I
Valérie stared at Stephen in amazement: “But … it’s such an extraordinary thing you’re asking! Are you sure you’re right to take such a step? For myself I care nothing; why should I care? If you want to pretend that you’re my lover, well, my dear, to be quite frank, I wish it were true—I feel certain you’d make a most charming lover. All the same,” and now her voice sounded anxious, “this is not a thing to be done lightly, Stephen. Aren’t you being absurdly self-sacrificing? You can give the girl a very great deal.”
Stephen shook her head: “I can’t give her protection or happiness, and yet she won’t leave me. There’s only one way …”
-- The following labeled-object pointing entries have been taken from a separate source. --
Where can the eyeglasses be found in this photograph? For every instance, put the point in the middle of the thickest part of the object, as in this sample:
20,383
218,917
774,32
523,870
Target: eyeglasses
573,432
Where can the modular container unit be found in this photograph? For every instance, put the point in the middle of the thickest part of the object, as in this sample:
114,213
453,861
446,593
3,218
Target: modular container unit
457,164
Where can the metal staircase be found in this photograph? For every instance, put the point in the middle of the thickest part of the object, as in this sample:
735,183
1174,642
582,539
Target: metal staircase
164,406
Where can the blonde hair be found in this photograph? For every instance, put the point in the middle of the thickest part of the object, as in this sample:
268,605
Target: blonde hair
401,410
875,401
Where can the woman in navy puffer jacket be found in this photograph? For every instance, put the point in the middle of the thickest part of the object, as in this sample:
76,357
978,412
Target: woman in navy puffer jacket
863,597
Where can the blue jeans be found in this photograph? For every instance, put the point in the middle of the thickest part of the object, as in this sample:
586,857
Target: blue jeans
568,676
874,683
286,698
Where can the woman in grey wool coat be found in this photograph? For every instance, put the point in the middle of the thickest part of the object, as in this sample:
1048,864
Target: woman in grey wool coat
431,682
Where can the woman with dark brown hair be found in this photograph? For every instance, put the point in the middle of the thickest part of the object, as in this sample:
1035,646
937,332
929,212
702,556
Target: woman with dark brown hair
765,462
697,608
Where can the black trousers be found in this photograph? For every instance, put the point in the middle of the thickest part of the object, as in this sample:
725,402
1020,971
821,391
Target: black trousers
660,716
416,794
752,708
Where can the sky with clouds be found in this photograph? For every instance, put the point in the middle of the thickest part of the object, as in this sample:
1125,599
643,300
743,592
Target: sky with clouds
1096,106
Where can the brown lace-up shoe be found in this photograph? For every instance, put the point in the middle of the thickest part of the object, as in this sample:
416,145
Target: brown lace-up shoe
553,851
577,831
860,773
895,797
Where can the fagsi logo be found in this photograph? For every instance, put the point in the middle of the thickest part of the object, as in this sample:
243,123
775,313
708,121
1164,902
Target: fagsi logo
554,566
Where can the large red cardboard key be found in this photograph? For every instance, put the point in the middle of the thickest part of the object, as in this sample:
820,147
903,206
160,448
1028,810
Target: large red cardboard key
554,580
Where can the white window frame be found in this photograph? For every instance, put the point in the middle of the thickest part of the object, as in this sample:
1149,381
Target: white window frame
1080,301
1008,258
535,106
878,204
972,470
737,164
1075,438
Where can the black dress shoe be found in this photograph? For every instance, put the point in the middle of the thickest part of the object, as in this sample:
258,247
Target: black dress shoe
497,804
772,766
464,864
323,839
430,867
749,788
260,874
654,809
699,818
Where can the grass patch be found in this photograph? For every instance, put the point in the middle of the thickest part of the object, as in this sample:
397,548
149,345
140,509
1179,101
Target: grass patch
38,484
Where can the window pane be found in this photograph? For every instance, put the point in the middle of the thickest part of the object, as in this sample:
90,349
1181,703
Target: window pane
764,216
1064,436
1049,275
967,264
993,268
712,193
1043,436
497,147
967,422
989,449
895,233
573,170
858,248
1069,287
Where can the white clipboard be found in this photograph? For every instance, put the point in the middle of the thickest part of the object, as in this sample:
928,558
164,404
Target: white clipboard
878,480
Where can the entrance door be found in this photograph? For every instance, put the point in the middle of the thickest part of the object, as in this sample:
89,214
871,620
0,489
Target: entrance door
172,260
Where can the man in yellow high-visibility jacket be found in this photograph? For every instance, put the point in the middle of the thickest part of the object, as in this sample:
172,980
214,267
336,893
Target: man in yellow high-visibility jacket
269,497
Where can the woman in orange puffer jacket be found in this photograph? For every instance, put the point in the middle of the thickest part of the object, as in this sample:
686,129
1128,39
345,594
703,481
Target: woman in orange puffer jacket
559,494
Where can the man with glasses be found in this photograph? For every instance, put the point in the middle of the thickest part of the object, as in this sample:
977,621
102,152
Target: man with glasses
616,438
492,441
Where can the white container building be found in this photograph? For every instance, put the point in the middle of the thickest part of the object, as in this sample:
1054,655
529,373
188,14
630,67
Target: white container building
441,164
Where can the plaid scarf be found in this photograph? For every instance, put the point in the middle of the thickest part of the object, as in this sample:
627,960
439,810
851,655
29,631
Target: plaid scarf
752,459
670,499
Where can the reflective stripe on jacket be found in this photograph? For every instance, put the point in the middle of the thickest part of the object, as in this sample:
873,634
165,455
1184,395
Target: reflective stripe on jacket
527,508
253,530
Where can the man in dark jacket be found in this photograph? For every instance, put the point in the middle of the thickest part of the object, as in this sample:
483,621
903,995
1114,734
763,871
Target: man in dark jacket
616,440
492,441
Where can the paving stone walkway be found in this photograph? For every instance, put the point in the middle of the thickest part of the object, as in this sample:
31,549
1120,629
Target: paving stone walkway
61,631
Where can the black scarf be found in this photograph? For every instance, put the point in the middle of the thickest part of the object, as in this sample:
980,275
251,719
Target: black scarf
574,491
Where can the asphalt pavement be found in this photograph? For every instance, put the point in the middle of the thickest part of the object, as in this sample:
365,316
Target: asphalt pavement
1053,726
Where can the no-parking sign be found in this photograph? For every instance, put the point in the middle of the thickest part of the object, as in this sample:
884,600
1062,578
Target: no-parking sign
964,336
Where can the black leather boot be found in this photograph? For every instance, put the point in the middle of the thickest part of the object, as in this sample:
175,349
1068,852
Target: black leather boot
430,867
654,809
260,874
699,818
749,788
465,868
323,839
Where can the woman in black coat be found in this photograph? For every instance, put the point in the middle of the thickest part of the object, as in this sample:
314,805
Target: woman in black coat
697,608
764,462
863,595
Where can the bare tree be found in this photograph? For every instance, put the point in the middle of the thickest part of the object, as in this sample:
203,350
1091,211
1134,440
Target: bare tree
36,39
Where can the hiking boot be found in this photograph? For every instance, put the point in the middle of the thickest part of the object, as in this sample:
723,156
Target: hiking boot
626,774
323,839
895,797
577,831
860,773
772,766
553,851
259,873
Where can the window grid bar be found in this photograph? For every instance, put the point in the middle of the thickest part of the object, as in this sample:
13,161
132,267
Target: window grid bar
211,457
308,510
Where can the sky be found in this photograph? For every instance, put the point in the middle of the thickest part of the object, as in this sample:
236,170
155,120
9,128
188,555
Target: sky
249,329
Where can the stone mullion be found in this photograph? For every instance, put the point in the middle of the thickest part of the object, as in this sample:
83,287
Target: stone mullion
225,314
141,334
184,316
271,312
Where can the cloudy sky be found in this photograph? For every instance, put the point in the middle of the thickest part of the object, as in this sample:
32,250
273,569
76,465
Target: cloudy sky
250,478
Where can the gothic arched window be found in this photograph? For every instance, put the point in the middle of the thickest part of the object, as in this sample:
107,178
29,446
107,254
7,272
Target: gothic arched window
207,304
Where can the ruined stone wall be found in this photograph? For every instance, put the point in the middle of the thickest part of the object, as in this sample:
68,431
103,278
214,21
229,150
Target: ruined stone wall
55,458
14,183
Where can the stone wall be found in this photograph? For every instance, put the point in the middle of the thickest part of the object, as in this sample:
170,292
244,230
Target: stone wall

Then Valérie Seymour, who had always shunned tragedy like the plague, flared out in something very like temper: “Protection! Protection! I’m sick of the word. Let her do without it; aren’t you enough for her? Good heavens, you’re worth twenty Mary Llewellyns! Stephen, think it over before you decide—it seems mad to me. For God’s sake keep the girl, and get what happiness you can out of life.”
“No, I can’t do that,” said Stephen dully.
Valérie got up: “Being what you are, I suppose you can’t—you were made for a martyr! Very well, I agree”; she finished abruptly, “though of all the curious situations that I’ve ever been in, this one beats the lot!”
That night Stephen wrote to Martin Hallam.